TEMPO.CO, Yogyakarta - Kekhawatiran munculnya stigma negatif bahwa pemerintah desa tidak mampu mengelola dana desa sehingga berpotensi menjadi sumber korupsi baru dirasakan menguat setelah operasi tangkap tangan (OTT) Komisi Pemberantasan Korupsi (KPK) terhadap sejumlah pejabat di Kabupaten Pamekasan pada 2 Agustus 2017.
Mereka adalah Bupati Pamekasan Achmad Syafii, Kepala Kejaksaan Negeri Pamekasan Rudy Indra Prasetya, Inspektur Inspektorat Pamekasan Sutjipto Utomo, juga Kepala Desa Dasok Agus Mulyadi. OTT itu diduga berkaitan dengan suap atas dugaan penghentian penyidikan kasus korupsi dana desa Dasok.
Baca:
KPK Geledah Ruang Kerja Bupati Pamekasan
Teten Masduki Minta Warga Ikut Awasi Penyaluran Dana Desa
Anggota Satuan Tugas Dana Desa, Arie Sudjito, pun mengakui, kekhawatiran itu sudah muncul sejak awal penyusunan Undang-Undang Desa. Kasus-kasus penyalahgunaan dana desa oleh kepala desa atau perangkat desa pun terbukti ada.

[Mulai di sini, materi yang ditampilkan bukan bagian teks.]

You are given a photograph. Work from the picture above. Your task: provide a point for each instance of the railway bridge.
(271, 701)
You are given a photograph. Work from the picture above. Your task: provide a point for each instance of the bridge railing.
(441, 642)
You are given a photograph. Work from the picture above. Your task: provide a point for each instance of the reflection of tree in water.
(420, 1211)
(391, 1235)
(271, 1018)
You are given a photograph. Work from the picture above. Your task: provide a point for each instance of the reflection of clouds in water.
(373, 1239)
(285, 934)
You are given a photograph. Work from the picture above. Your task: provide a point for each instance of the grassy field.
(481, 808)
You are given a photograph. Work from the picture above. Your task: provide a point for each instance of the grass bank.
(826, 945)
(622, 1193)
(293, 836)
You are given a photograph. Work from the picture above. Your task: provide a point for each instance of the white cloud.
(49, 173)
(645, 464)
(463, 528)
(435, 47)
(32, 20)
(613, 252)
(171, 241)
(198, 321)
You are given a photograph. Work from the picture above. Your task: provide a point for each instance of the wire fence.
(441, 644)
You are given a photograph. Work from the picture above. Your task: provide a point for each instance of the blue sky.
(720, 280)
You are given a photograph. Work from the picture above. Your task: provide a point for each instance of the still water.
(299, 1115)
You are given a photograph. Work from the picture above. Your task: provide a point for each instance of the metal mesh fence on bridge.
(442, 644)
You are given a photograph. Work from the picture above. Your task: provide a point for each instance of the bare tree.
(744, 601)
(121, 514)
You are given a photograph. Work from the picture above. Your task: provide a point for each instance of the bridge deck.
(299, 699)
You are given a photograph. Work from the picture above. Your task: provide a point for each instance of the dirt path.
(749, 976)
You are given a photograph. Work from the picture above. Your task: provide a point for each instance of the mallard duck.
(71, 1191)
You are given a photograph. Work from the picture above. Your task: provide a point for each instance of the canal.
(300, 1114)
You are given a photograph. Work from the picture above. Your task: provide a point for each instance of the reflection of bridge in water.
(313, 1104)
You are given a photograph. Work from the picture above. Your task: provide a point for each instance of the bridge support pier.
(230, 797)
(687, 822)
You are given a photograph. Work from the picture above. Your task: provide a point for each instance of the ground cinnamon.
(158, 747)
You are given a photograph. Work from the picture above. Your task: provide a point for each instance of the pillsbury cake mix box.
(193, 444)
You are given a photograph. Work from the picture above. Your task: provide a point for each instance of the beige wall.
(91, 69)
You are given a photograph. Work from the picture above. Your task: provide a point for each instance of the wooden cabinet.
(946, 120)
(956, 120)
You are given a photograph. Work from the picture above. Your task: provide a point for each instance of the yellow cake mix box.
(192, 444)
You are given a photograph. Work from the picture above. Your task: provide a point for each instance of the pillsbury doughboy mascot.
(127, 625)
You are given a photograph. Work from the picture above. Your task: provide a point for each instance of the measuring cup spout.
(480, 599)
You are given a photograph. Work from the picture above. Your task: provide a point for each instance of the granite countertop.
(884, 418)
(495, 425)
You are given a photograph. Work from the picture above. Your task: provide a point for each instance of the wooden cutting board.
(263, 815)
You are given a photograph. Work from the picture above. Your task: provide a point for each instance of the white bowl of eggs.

“Mari bergandeng tangan mengatasi korupsi dan menghukum koruptor dengan bela desa dan didik desa,” kata Arie dalam konferensi pers yang digelar LSM Institute for Research and Empowerment (IRE) di Warung Soto Kudus Yogyakarta, Ahad siang, 6 Agustus 2017.
Didik desa artinya mendidik kepala desa dan perangkatnya untuk tetap berintegritas dan menjauhkan mereka dari demoralisasi saat menjalankan tugasnya, terutama dalam pengelolaan dana desa. Bela desa artinya membela desa dari ketidakberdayaan, kemiskinan, juga ketidakmampuan sumber daya yang selama ini dialami.
“Jadi spiritnya bukan mencurigai,” kata pria yang juga sosiolog Universitas Gadjah Mada (UGM) Yogyakarta ini.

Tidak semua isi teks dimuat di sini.